JT: Peter Wagner, John Dawson, Robert Lewis and Jack Dennison have captured a lot of the principles of city reaching/community transformation. Eric Swanson's writings with Leadership Network on the Externally Focused Church have been instructive as well. John Perkins and the Christian Community Development Association have also had a profound impact upon my thinking.

 

NPPN: What is the easiest mistake to make when asking leaders to work together?

JT: Not giving them something to do, something to focus on, a hill to take. Leaders are wired for action. Prayer and fellowship are not motivators for leaders. They see prayer as a means to an end and fellowship as a by-product of taking a hill together.

 

NPPN: Where is the community most open to collaborating with the Church?

JT: In the suburbs I see believers who want to meet the basic needs of under-resourced neighborhoods with food, shelter, and basic services. In urban areas missionally oriented believers want to partner with schools—helping to provide a safe and quality education for our children.

 

NPPN: When is a community ready for transformation?

JT: When the local "anchor pastors" embrace the unity of the Body of Christ and take ownership as the spiritual gatekeepers of their community, then the community becomes poised for real transformation. It begins with local pastors, but must move beyond them and engage the masses who are sitting in the pews to participate in that transformation on a practical level. Sustained community transformation will not happen without mobilizing believers in the marketplace, ministries and organizations already existing in the community. The pastors cast the vision and empower the people.
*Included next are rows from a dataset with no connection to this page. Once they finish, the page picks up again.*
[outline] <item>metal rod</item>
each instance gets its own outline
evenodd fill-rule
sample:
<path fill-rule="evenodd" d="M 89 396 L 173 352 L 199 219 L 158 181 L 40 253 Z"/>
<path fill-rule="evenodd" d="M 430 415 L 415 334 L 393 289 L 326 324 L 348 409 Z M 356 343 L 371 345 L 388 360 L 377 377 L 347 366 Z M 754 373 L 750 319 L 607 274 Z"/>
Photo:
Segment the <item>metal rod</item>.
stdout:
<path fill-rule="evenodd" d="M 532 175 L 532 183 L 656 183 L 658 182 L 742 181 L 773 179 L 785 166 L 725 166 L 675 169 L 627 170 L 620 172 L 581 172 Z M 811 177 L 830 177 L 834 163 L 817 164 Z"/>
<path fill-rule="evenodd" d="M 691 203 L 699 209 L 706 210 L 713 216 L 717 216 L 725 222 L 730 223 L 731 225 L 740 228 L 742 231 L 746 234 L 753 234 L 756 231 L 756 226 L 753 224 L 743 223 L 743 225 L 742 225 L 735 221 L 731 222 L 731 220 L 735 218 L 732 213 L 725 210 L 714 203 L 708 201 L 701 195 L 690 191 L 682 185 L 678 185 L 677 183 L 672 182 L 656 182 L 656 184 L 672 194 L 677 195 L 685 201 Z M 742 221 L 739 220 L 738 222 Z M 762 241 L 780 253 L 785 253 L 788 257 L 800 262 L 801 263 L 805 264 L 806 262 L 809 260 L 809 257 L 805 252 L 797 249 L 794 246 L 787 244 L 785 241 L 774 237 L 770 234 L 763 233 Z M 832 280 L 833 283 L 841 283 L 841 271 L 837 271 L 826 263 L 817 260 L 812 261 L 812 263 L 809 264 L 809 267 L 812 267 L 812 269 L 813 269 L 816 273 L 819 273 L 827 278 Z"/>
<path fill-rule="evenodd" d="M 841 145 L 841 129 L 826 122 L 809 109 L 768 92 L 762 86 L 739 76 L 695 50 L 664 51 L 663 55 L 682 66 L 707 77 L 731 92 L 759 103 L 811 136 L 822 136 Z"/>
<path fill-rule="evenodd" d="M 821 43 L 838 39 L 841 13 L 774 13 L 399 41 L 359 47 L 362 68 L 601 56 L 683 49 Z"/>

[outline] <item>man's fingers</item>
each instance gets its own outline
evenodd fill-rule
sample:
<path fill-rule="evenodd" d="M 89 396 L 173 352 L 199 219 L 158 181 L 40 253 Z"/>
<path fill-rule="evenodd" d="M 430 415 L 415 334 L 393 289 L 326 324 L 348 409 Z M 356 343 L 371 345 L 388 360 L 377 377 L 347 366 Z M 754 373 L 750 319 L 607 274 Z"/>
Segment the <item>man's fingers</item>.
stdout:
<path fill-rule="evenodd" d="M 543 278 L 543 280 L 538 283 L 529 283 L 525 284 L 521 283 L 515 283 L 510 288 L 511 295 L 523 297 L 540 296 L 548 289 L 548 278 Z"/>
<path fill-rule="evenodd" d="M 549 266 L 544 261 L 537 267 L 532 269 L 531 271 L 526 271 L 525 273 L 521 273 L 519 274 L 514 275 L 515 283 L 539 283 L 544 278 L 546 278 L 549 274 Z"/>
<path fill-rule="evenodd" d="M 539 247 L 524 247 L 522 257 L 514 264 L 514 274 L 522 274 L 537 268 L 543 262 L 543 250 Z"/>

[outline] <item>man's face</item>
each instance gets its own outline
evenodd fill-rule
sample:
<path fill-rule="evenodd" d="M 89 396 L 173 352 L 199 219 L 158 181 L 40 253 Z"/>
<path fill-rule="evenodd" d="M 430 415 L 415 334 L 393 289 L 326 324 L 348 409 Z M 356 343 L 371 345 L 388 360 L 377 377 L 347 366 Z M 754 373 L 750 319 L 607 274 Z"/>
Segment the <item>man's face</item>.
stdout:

The people get the job done.

 

NPPN: Why are mega-church pastors so rarely involved in these kinds of efforts?

JT: All pastors have to resist the tendency to think their church is the center of the universe. The larger the church, the easier it is to become consumed with the needs of the congregation to the neglect of the larger community beyond the walls. City reaching efforts will not be sustainable and successful without the engaged leadership of the "anchor pastors" which should include the local mega-church pastors.